The anti-saturated fat discussions that emerged in the late 1970’s remain among the most controversial topics in the world of nutrition today. Fringe elements in the nutrition community that first questioned the role of saturated fat consumption in heart disease are now mainstream. But much of the thinking behind the blanket exoneration of saturated fats has been questionable, beginning with the health of the Inuit.


Is Sugar All That Was Wrong?


While it is inarguable that the modern Western diet has brought disease to indigenous peoples across the world, there remains disagreement about which elements of the modern Western diet have been the most harmful. We have observed dramatic rises in heart disease, cancer, and type 2 diabetes among the island populations of New Zealand, among the Masai of Kenya, and among the Bedouins of Syria[1].


The low-carb and ketogenic communities rightly point to sugar as a culprit. When considering the monosaccharide fructose and the disaccharide sucrose, refined sugar consumption has been linked to not only type 2 diabetes, heart disease, and cancer, but also to gout, Alzheimer’s disease, and a host of other diseases common to Western Civilization[2]. The precipitation of these diseases begins with metabolic syndrome, formerly called syndrome X[3]. But is sugar all that is wrong with our diets?


The Inuit's Cardiovascular Health


Many nutrition experts seem to think so, and they often use the Inuit of Alaska, Canada, and Greenland as their evidence. The Inuit are known to have subsisted mostly on marine wildlife. Whale blubber, seal meat, and fish were year-round staples. Their diets were both high in saturated fat as well as polyunsaturated fat – the omega 3’s that many of us supplement with – and extremely low in carbohydrates. But the idea that the Inuit diet was healthy mostly springs from a single 1975 paper[4] in which an apparently unfounded statement was made: ‘coronary atherosclerosis is almost unknown among these people [the Inuit of Greenland] when living in their original cultural environment.’


How did the authors know that coronary atherosclerosis was unknown among the Inuit? Medical attention was hard to come by in remote locations before the 1960’s, and autopsies were rare. From the autopsy evidence that we do have, a good portion of the Inuit did have atherosclerosis. While the oldest studies that we have for reference show a lower risk for coronary heart disease, they also show a higher incidence of stroke and cerebrovascular events.
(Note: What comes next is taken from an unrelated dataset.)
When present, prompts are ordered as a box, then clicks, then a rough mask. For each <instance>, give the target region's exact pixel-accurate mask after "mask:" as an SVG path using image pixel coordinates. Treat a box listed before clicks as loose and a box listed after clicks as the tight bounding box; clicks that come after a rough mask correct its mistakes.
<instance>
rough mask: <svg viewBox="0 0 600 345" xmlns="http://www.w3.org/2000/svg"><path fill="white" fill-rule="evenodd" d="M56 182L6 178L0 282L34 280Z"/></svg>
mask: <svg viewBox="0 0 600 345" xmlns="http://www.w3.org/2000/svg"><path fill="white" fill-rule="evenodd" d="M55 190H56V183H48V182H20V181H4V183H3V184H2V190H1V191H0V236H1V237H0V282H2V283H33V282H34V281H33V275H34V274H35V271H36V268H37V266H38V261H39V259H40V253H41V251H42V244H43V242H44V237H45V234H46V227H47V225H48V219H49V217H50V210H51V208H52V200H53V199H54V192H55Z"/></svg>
On average, their cardiovascular health does not appear to have been superior to that of many Westerners, despite their average genetic predisposition to heart disease[5].


No Blue-Zones in Greenland


While some may have been misled by the statement originally made by Dyerberg et al. about the Inuit, we should all come to realize that even if the Inuit did have better cardiovascular health than their neighboring Westerners, they were certainly not known to be particularly long-lived. There was no ‘blue-zone’ in Greenland. There were never many Inuit centenarians. Moreover, we know that on average, some saturated fat consumption (particularly palmitate) is correlated to increases in biometrics that measure low-density lipoprotein count – the biometrics that are most strongly correlated to cardiovascular events[6].


The Inuit example has been overplayed - there is no evidence of ancestral Inuits having had exceptional health.


[1] Taubes, G. (2017). The case against sugar. Anchor Books [2] Trowell, H. C., & Burkitt, D. P. (Eds.). (1981). Western diseases, their emergence and prevention. Harvard University Press. [3] Reaven, G. M., & Laws, A. (Eds.). (1999). Insulin resistance: the metabolic syndrome X (Vol. 12). Springer Science & Business Media. [4] Dyerberg, J., Bang, H. O., & Hjørne, N. (1975). Fatty acid composition of the plasma lipids in Greenland Eskimos. The American journal of clinical nutrition, 28(9), 958-966. [5] Bjerregaard, P., Young, T. K., & Hegele, R. A. (2003). Low incidence of cardiovascular disease among the Inuit—what is the evidence?. Atherosclerosis, 166(2), 351-357. [6] Musunuru, K. (2010). Atherogenic dyslipidemia: cardiovascular risk and dietary intervention. Lipids, 45(10), 907-914.